MontFerret / ferret

Declarative web scraping
https://www.montferret.dev/
Apache License 2.0
5.73k stars 300 forks source link

Google example does not work with version 0.10 #460

Closed gsempe closed 2 years ago

gsempe commented 4 years ago

Describe the bug The google example does not work anymore with the version 0.10

To Reproduce Steps to reproduce the behavior:

  1. Run with version 0.9 the script https://github.com/MontFerret/ferret/blob/master/examples/google-search.fql
  2. The script works as expected
  3. Run with version 0.10 the script https://github.com/MontFerret/ferret/blob/master/examples/google-search.fql
  4. the script prints the error:
Failed to execute the query
cdp.DOM: GetContentQuads: rpc error: Could not compute content quads. (code = -32000): CLICK(google,'input[name="btnK"]') at 8:0

Expected behavior It is expected to have the same behavior.

Screenshots If applicable, add screenshots to help explain your problem.

Desktop (please complete the following information):

Additional context Chrome is launched with the command line:

/Applications/Google\ Chrome.app/Contents/MacOS/Google\ Chrome --remote-debugging-port=9222
gsempe commented 4 years ago

As a complementary information, it seems the bug happens very rarely on the first crawl after the chrome launch but all the time on the second one

ziflex commented 4 years ago

Does the behavior persist if you use dockerized Chrome? For example, from this image microbox/chromium-headless:77.0.3844.0?

gsempe commented 4 years ago

I just tried with alpeware/chrome-headless-stable:latest and the problem does not happen with this dockerized Chrome version.

From my point I consider it as a good workaround.
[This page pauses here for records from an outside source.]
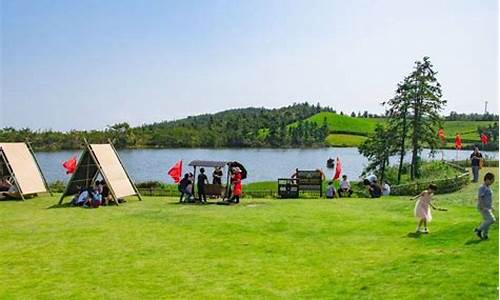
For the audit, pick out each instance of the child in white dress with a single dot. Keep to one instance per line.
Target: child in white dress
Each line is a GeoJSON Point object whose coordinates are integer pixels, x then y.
{"type": "Point", "coordinates": [423, 208]}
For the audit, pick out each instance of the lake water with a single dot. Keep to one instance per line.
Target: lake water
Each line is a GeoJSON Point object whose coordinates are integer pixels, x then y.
{"type": "Point", "coordinates": [261, 164]}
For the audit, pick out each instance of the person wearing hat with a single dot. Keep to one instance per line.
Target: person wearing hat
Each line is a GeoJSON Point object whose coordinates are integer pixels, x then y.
{"type": "Point", "coordinates": [236, 185]}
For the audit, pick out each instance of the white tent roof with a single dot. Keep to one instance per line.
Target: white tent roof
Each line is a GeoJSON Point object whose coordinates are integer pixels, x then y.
{"type": "Point", "coordinates": [113, 170]}
{"type": "Point", "coordinates": [24, 168]}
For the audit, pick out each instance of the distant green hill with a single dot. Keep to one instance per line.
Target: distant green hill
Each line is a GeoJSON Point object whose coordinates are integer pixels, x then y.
{"type": "Point", "coordinates": [350, 131]}
{"type": "Point", "coordinates": [345, 124]}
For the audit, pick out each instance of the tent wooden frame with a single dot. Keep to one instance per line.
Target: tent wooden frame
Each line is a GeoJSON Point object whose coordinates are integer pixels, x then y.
{"type": "Point", "coordinates": [5, 161]}
{"type": "Point", "coordinates": [89, 161]}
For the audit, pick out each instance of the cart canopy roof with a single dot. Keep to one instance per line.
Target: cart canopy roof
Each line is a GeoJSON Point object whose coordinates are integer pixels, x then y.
{"type": "Point", "coordinates": [208, 163]}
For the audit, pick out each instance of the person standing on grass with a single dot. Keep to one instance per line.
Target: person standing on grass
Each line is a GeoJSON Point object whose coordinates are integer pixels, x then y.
{"type": "Point", "coordinates": [202, 180]}
{"type": "Point", "coordinates": [475, 162]}
{"type": "Point", "coordinates": [183, 187]}
{"type": "Point", "coordinates": [217, 176]}
{"type": "Point", "coordinates": [330, 191]}
{"type": "Point", "coordinates": [236, 188]}
{"type": "Point", "coordinates": [423, 208]}
{"type": "Point", "coordinates": [485, 206]}
{"type": "Point", "coordinates": [345, 187]}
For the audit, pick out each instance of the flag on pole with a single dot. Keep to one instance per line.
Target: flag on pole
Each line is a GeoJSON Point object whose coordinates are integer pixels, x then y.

What do you want to do with this issue from the project point of view?

ziflex commented 4 years ago

Great! Well, the problem is that Chrome is not very stable and there are specific versions that work well. Here you can read how Puppeteer team solved this problem.

I guess I need to add this to README that not all Chrome versions are equally good for Ferret.

gonssal commented 2 years ago

I'm getting this same error with a site. The FQL script is the same as other sites I'm also crawling, the only things that change are the selectors, and I only get the error for this one site.

I'm using the montferret/chromium image in a docker compose setup. I tried updating it and also using it directly without compose, manually executing the script. I always get the error. Any idea on what to do/check to fix it?

ziflex commented 2 years ago

Hmm, is it happening on Google Search page only?

gonssal commented 2 years ago

It's not on Google, it's a real estate site.

ziflex commented 2 years ago

Are you using the latest version of Ferret?

Could you give me an example of your query?

gonssal commented 2 years ago

I get nothing with ferret -version but I ran go get -u and I'm in theory using v1.5.0 of cli. ferret is v0.16.3, updated it to try again just in case.

Here a working query: https://marcgonzález.com/p/ferret/immo-properties-index.fql Here basically the same query failing on another site: https://marcgonzález.com/p/ferret/7claus-properties-index.fql

I added SCROLL_BOTTOM to the second query because I thought the problem might be that some elements appear on scroll, but the error persists.

ziflex commented 2 years ago

I think the problem is that the 'Next' element you are trying to click on is not visible despite using .visible-xs selector. Your selector works only when the size of the screen equals mobile phone size.

Bottom line: change .visible-xs to .hidden-xs.

gonssal commented 2 years ago

I tried modifying it and the error is gone, thank you. I didn't even think you could not click elements with display: none honestly.

Now I get an operation timed out error but I guess it's another issue.